Дома он решил слегка привести инструмент в порядок – по правде сказать, это был кусок дерьма; он положил его в раковину, включил душик, которым моют овощи, брызнул жидкого мыла. Проклятая хреновина пропиталась водой. Отяжелевший, но чистый инструмент не издал ни звука, когда Дик растянул меха, хотя он и жал на все кнопки сразу. Просто надо высушить. Он положил аккордеон под окно на решетку с горячим воздухом. К вечеру тот, естественно, высох и был достаточно чист, чтобы стало видно, насколько стара и разбита эта игрушка. Меха оказались жесткими, как дерево, и растягивались всего на несколько дюймов, дико при этом дребезжа. Дик побрызгал «Ви-Ди-40» и внутри и снаружи, но лучше от этого аккордеон не стал. А, к черту, все равно ей только смотреть.

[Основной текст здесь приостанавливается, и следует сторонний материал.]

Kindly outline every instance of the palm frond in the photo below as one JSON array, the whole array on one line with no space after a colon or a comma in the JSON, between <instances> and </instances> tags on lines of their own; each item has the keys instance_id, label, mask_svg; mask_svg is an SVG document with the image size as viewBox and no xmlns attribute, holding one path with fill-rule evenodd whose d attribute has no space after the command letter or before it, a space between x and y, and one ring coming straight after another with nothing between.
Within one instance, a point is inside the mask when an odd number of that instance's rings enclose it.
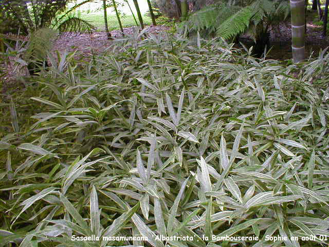
<instances>
[{"instance_id":1,"label":"palm frond","mask_svg":"<svg viewBox=\"0 0 329 247\"><path fill-rule=\"evenodd\" d=\"M250 8L241 9L221 24L216 34L224 39L229 39L243 32L249 26L252 15Z\"/></svg>"},{"instance_id":2,"label":"palm frond","mask_svg":"<svg viewBox=\"0 0 329 247\"><path fill-rule=\"evenodd\" d=\"M96 27L90 23L76 16L69 16L60 23L58 29L60 32L76 32L78 33L91 33Z\"/></svg>"},{"instance_id":3,"label":"palm frond","mask_svg":"<svg viewBox=\"0 0 329 247\"><path fill-rule=\"evenodd\" d=\"M25 59L44 59L52 48L58 32L50 28L41 28L30 33Z\"/></svg>"}]
</instances>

На следующее утро он направился к той же забегаловке; переезжая через пути, посмотрел, как рельсоукладчики, устроившие себе недавно перерыв, вытирали рты бумажными салфетками и выбрасывали пластиковые бутылки вместе и бумажные кофейные стаканчики в установленную на платформе мусорную корзину, потом включил радио – это оказалась государственная станция, поскольку вчера после ужина на грузовике каталась жена – и стал слушать, как Джон Таунли поет «Край земли», под аккомпанемент редкой концертины «Диппер Шантиман»; ее делали из западно-индийского дерева кокоболо и кожи козленка, язычки ручной работы, на боках гравировка с морскими мотивами – пышнотелые русалки на гребнях волн – воздушные кнопки из полированной кости поблескивали на темном дереве, словно рычаги
Глубокие, как у гобоя, тона оттеняли голос Таунли, но на полуслове «великое море ре…» Дик выключил радио. Морские песни всегда кончались потерями и утопленниками.

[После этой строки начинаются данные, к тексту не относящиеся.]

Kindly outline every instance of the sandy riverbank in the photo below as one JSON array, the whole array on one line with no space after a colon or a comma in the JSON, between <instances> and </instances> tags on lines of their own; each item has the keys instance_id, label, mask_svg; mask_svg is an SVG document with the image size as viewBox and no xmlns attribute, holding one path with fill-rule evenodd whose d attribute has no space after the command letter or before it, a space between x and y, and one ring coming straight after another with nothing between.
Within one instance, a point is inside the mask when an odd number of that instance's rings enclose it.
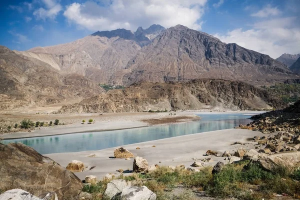
<instances>
[{"instance_id":1,"label":"sandy riverbank","mask_svg":"<svg viewBox=\"0 0 300 200\"><path fill-rule=\"evenodd\" d=\"M34 128L30 130L15 132L7 132L0 137L4 139L13 139L68 134L82 132L132 128L150 125L168 124L183 123L200 120L200 118L193 113L172 112L122 112L81 114L28 114L24 113L0 114L0 120L13 127L14 123L20 122L24 118L30 118L34 122L54 121L56 118L66 125ZM92 124L82 124L82 119L88 121L92 118ZM1 125L1 124L0 124ZM7 126L7 125L6 125Z\"/></svg>"},{"instance_id":2,"label":"sandy riverbank","mask_svg":"<svg viewBox=\"0 0 300 200\"><path fill-rule=\"evenodd\" d=\"M223 160L224 158L204 156L208 150L224 152L230 150L234 152L238 148L242 146L246 150L254 148L254 143L249 140L254 136L262 136L260 132L240 129L228 129L200 134L180 136L157 140L147 142L122 146L132 152L135 156L146 158L150 164L160 166L173 165L182 164L188 167L196 160L212 158L213 162L206 164L214 164ZM246 145L231 145L234 142L240 141L248 143ZM156 147L152 147L152 146ZM136 150L136 147L140 150ZM88 175L95 175L102 178L107 173L119 174L116 170L132 170L134 158L130 160L125 159L112 158L115 148L100 150L86 151L70 153L53 154L45 155L53 159L64 166L66 166L72 160L80 160L90 170L76 173L80 178L84 179ZM96 156L89 158L88 155L95 154ZM223 160L224 161L224 160Z\"/></svg>"}]
</instances>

(Его племянник Рассел родился слепым, и вся семья сочла за великую милость, когда у мальчика вдруг обнаружились музыкальные способности. Знакомая итальянка научила его играть на аккордеоне, а первой его сольной пьесой стала шведская версия «Жизни в финском лесу» – та, что потом превратилась в «Гору пересмешника». Женщина дала хороший совет:
– Старайся играть так, чтобы в этих песнях себя узнавали все нации – и ты никогда не будешь без работы. – К тринадцати годам он играл на большой квадратной концертине «Хемницер», заработал на детских конкурсах шестьсот хрустальных кубков – все благодаря собственной версии «Коровьего колокольчика», которую он исполнял на манер Эдди Арнольда[321] так, что восьмидесятилетние обитатели Олд-Глори узнавали в проигрышах «Вальс Сент-Пола». Отец, с тревогой наблюдавший за тем, как мальчик понемногу приносит деньги, стал записывать его на пятничные часовые представления, проходившие на местной летней базе отдыха. «Озеро Хайдэвей» принадлежало его другу Харли Уэстхолду (урожденному Варенскьёльду), который совратил и очаровал Рассела за двадцать минут до его первого концерта.
– Давай малыш, прими по-быстрому душ. От тебя пахнет. Нельзя играть перед высококлассным залом и так потеть. Давай сюда, я тебя раздену. Душ вот здесь. Ах-ах-ах-ах. Только никому не говори, а то я тебя убью.